Amacımız, Che’nin öldürüldüğü koşullar konusunda film için daha fazla bilgi
elde etmekti. ABD’de sürgünde olan Castro karşıtı kesimin kalesi olan Küçük
Havana’daki bir restoranda Gustavo Villoldo ile buluştuk. Villoldo, simge
hâline gelmiş devrimcinin takibi ve yakalanmasına katkı sunmak amacıyla 1967’de
Bolivya’da çalışmış üst düzey Kübalı-Amerikalı CIA ajanı. Villoldo, elinde 9
Ekim 1967’de Che’nin öldürülmesiyle ilgili kıymetli bilgilerle dolu, kalın beyaz
kapaklı bir dosyayla geldi. İçinde orijinal fotoğraflar, gizli teleks
mesajları, haber klipleri, hatta Che’den öldükten sonra alınan parmak izleri
vardı. Dosyada Che ve küçük gerilla birliğinin ortadan kaldırılmasında Bolivya
özel kuvvetlerine eğitim veren, bu kuvvetlere yardım eden CIA’in yaptıklarının
tarihsel sonuçlarına yer verilmekteydi.
Che’nin
ölümüne dair detayları aktaran emekli ajan, Che’nin cesedinin La Higuera’dan
helikopterle getirildiğinde kendisinin Bolivyalı subaylarla yürüttüğü
tartışmalardan da bahsetti. Che, La Higuera’da yakalandı, vuruldu ve
Villegrande kasabasına götürüldü. Ajanın aktardığına göre Bolivyalılar, Che’nin
elini kesip onun öldüğüne dair bir kanıt olarak onu muhafaza etmek istediler.
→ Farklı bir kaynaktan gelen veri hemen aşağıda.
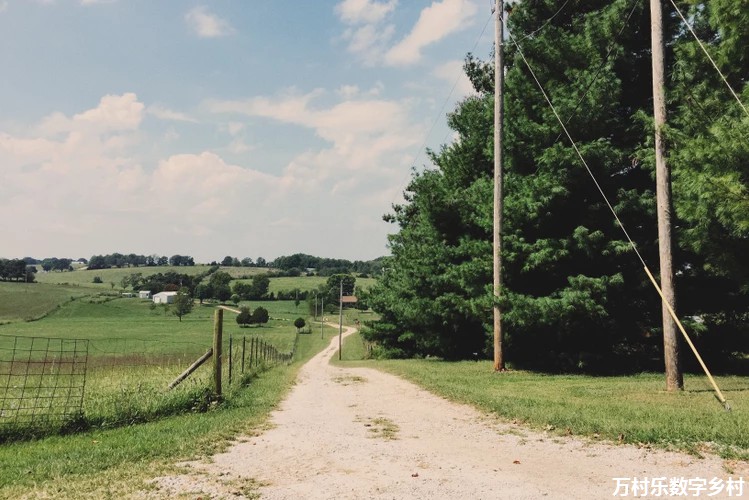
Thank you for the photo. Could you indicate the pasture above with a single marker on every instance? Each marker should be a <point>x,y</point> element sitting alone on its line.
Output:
<point>288,284</point>
<point>624,409</point>
<point>30,301</point>
<point>131,349</point>
<point>84,277</point>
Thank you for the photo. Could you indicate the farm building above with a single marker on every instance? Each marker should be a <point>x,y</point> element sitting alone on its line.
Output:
<point>164,297</point>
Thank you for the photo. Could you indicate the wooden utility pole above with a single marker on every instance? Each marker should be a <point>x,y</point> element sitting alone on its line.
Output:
<point>340,320</point>
<point>499,361</point>
<point>218,327</point>
<point>674,378</point>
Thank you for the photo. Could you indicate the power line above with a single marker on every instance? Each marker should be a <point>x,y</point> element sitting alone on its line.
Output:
<point>439,115</point>
<point>579,154</point>
<point>658,289</point>
<point>602,65</point>
<point>702,46</point>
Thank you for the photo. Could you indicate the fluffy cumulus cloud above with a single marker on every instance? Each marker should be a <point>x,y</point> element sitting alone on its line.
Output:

Villoldo’ya göre, subayları elin kesilmemesine, bunun yerine alçıdan bir maske
yapmaya ikna eden kendisi. Konuşma esnasında Villoldo, cesedin hiç
bulunamayacak bir yere gizlice nasıl gömüldüğünü ve bu süreci kendisinin nasıl
organize ettiğini de anlattı. Gerçekten de otuz yıl boyunca Che’nin mezarı hiç
ortaya çıkartılamadı. Cesetten arta kalanlar, Temmuz 1997’de Villegrande’nin
dışındaki bir uçak pistinin yanında bulunan geçici bir mezara konuldu.
Sohbetin
bir yerinde Villoldo, dosyayı açıp beyaz bir zarf çıkarttı. İçinde bir tutam
kahverengi saç vardı. Soğuk Savaş sürecince elde edilmiş bir zafere ait bir
hatırayı elinde tutan ajan, cesedi gömmeden önce Che’nin başından bir tutam saç
kestiğini gururla anlattı: “Aldım, çünkü bu dağdan inen, sakallı, uzun saçlı
adam, devrimin bir sembolüydü. Ben o an, Küba devrimine ait bir sembolü de
kestiğimi düşünmüştüm.”
Elli
yıl sonra ABD’li yetkililer de benzer bir hissiyattaydılar. Onlara göre,
Che’nin yakalanması ve öldürülmesi, ABD’nin altmışlarda ABD müdahalesine ve
kontrgerilla savaşına tanıklık eden dönemde, Küba ve Latin Amerika’daki militan
sola karşı elde ettiği en önemli zaferdi. O dönemde CIA ve Beyaz Saray, Che’nin
ölümünün Castro ve Küba, ayrıca Latin Amerika’da devrimin yayılmasına mani
olması açısından ABD için sahip olduğu önemi analiz eden bir yığın gizli belge
kaleme aldı.
Bu
gizli ve sadece özel kişilerin görebileceği rapor, Che’nin ölümünden beş gün
sonra Başkan Lyndon Johnson için hazırlandı. Raporda CIA direktörü Richard
Helms’in kaleme aldığı kısa bir özete yer veriliyor. Helms, burada Che’nin son
saatlerine ait detayları aktarıyor. Direktörün rapora eklediği “Ernesto ‘Che’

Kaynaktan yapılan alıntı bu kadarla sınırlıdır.